Overview
At least 40% of Russia's oil export capacity has been halted after a wave of Ukrainian drone attacks, a disputed incident affecting a major pipeline and the seizure of tankers, according to calculations based on market data. That equates to around 2 million barrels per day (bpd) of crude that is currently not flowing to international buyers. The scale of the stoppage represents the most severe modern-era disruption to output from Russia, which is the world's second largest oil exporter.
Context and scale
The export curtailments have come at a time when global crude prices have moved above $100 a barrel amid the Iran war, intensifying the economic stakes for Moscow. Oil receipts are among the primary revenue sources for the Russian state, and the sector is central to an economy valued at about $2.6 trillion. Oil and gas revenues together account for roughly a quarter of state budget proceeds, making disruptions to export channels especially consequential for public finances.
What has been hit
Ukrainian forces have stepped up drone operations this month against Russia's oil and fuel export infrastructure. The strikes have affected all three of Russia's major western export ports - Novorossiysk on the Black Sea and Primorsk and Ust-Luga on the Baltic Sea. Reuters' calculations indicate that Primorsk, Ust-Luga and the Druzhba pipeline are among the routes currently out of action.

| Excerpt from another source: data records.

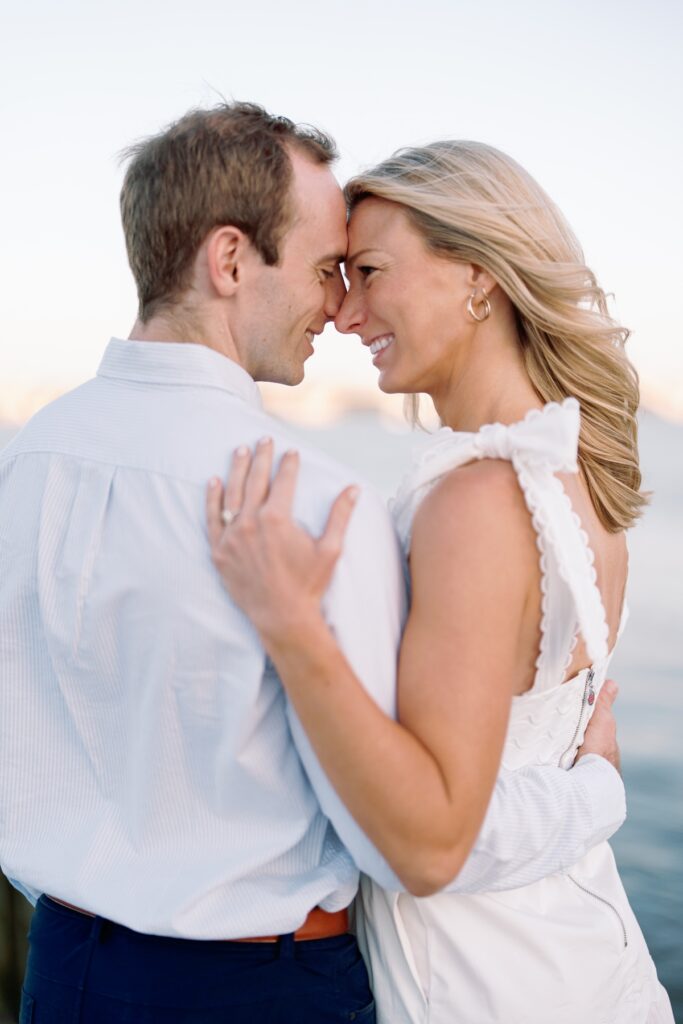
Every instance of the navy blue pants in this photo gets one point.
(92, 971)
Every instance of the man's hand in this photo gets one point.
(601, 732)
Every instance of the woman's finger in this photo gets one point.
(233, 495)
(258, 478)
(284, 483)
(338, 520)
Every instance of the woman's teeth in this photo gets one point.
(381, 343)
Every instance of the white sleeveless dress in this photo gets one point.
(566, 949)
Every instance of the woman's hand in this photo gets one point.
(273, 569)
(601, 732)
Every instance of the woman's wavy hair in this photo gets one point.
(470, 202)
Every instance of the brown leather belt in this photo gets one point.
(318, 925)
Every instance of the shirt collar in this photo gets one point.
(175, 363)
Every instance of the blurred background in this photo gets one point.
(586, 95)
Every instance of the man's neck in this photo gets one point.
(181, 329)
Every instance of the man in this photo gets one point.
(157, 794)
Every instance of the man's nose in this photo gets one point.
(334, 294)
(350, 316)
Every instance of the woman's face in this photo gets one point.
(408, 305)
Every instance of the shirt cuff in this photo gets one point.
(604, 792)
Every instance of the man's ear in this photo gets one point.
(227, 250)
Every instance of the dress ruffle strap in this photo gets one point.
(544, 443)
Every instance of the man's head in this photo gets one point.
(235, 224)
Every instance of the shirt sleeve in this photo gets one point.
(541, 819)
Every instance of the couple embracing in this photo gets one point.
(224, 696)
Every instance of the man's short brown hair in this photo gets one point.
(227, 165)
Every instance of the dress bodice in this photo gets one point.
(547, 723)
(566, 946)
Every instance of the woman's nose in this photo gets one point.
(335, 293)
(350, 317)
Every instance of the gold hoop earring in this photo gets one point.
(486, 306)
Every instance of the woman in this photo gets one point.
(467, 285)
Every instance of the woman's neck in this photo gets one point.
(493, 386)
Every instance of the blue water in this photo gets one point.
(648, 667)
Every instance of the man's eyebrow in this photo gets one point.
(360, 252)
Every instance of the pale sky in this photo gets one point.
(586, 94)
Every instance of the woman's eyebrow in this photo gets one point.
(360, 252)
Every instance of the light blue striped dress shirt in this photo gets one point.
(151, 768)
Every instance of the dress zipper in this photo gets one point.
(587, 701)
(606, 902)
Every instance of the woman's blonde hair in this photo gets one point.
(470, 202)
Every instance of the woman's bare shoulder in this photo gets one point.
(471, 497)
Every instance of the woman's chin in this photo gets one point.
(392, 385)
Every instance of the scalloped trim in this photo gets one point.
(582, 581)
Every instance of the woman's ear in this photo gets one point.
(478, 278)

The Druzhba pipeline, which carries crude through Ukraine to refineries in Hungary and Slovakia, is included in the disruptions. Kyiv has also targeted pipeline pumping stations and refineries as part of its campaign, saying its aim is to reduce Moscow's oil and gas revenues and curtail military capacity. Russia has labelled the Ukrainian strikes as terrorist attacks and has responded by tightening security measures across its territory spanning 11 time zones.
Ports, pipeline damage and tanker seizures
Ukraine reported that a section of the Druzhba pipeline suffered damage from Russian strikes at the end of January, a development that prompted requests from both Slovakia and Hungary for Kyiv to resume supplies. The Novorossiysk oil terminal, which has capacity to handle up to 700,000 bpd, has been operating below planned loadings since it sustained heavy damage in an early-month Ukrainian drone attack.
Traders say that frequent seizures of vessels related to Russia have interrupted roughly 300,000 bpd of Arctic exports shipped from the port of Murmansk. Those tanker actions have further dented flows as western export routes face repeated disruption.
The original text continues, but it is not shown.